For a European call option ($C$), the formula is:

$C = S_0 N(d_1) - Ke^{-rT} N(d_2)$

For a European put option ($P$), the formula is:

$P = Ke^{-rT} N(-d_2) - S_0 N(-d_1)$

Where:

• (S_0) = Current price of the underlying asset
• (K) = Strike price of the option
• (T) = Time to expiration (in years)
• (r) = Risk-free interest rate (annualized)
• (\sigma) = Volatility of the underlying asset's returns (annualized standard deviation)
• (N(x)) = The cumulative standard normal distribution function
• (e) = Euler's number (approximately 2.71828)

And (d_1) and (d_2) are calculated as:

$d_1 = \frac{\ln(S_0/K) + (r + \sigma^2/2)T}{\sigma \sqrt{T}}$

$d_2 = d_1 - \sigma \sqrt{T}$

This formula assumes that the option is European-style and can only be exercised at expiration, among other conditions such as constant volatility and no dividends during the option's life¹³.

Interpreting the European Option

Interpreting a European option involves understanding its value components and how market factors influence its price. The premium of a European option consists of two main parts: intrinsic value and time value. Intrinsic value is the immediate profit if the option were exercised (though European options cannot be exercised early). For a call option, it's the underlying price minus the strike price (if positive, otherwise zero). For a put, it's the strike price minus the underlying price (if positive, otherwise zero).

The time value represents the additional premium paid for the potential for the option to increase in intrinsic value before expiration. It accounts for the time remaining until expiration and the expected volatility of the underlying asset. As a European option approaches its expiration date, its time value erodes, a phenomenon known as time decay or theta decay. By expiration, a European option's value is purely its intrinsic value, if any; otherwise, it expires worthless.

Hypothetical Example

Consider a European call option on ABC stock with a strike price of $100 and an expiration date three months from now. The current market price of ABC stock is $98. The option premium is $3.

1. Purchase: An investor buys one European call option contract (representing 100 shares) for $300 ($3 premium x 100 shares).
2. Market Movement: On the expiration date, ABC stock is trading at $105.
3. Exercise Decision: Since the stock price ($105) is above the strike price ($100), the option is "in-the-money." The investor exercises the option.
4. Outcome: The investor buys 100 shares of ABC stock at $100 per share, totaling $10,000. They can immediately sell these shares in the market at $105 per share, receiving $10,500.
5. Profit Calculation:
   • Proceeds from selling shares: $10,500
   • Cost of buying shares (exercise): $10,000
   • Initial option premium paid: $300
   • Net Profit = $10,500 - $10,000 - $300 = $200

If, on the expiration date, ABC stock was trading at $99, the option would be "out-of-the-money" and would expire worthless, resulting in a loss of the initial $300 premium.

Practical Applications

European options are primarily used by investors for two main purposes: hedging and speculation within the realm of options trading.

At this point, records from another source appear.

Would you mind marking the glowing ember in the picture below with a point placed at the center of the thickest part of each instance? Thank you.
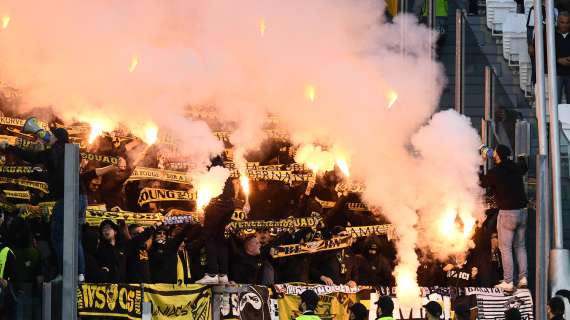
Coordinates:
(204, 195)
(310, 93)
(5, 22)
(244, 181)
(315, 158)
(262, 27)
(150, 135)
(392, 96)
(455, 230)
(343, 166)
(96, 130)
(134, 64)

• Hedging: Portfolio managers and investors use European options to protect existing positions from adverse price movements. For example, an investor holding shares of a stock might buy a European put option to limit potential losses if the stock price falls. This acts as a form of insurance, with the cost of the put option being the premium.
• Speculation: Traders use European options to profit from anticipated price changes in an underlying asset. A trader bullish on a stock might buy a call option, believing the stock price will rise above the strike price by expiration. Conversely, a bearish trader might buy a put option. The leverage inherent in options allows for potentially significant returns from relatively small capital outlays, though it also amplifies potential losses.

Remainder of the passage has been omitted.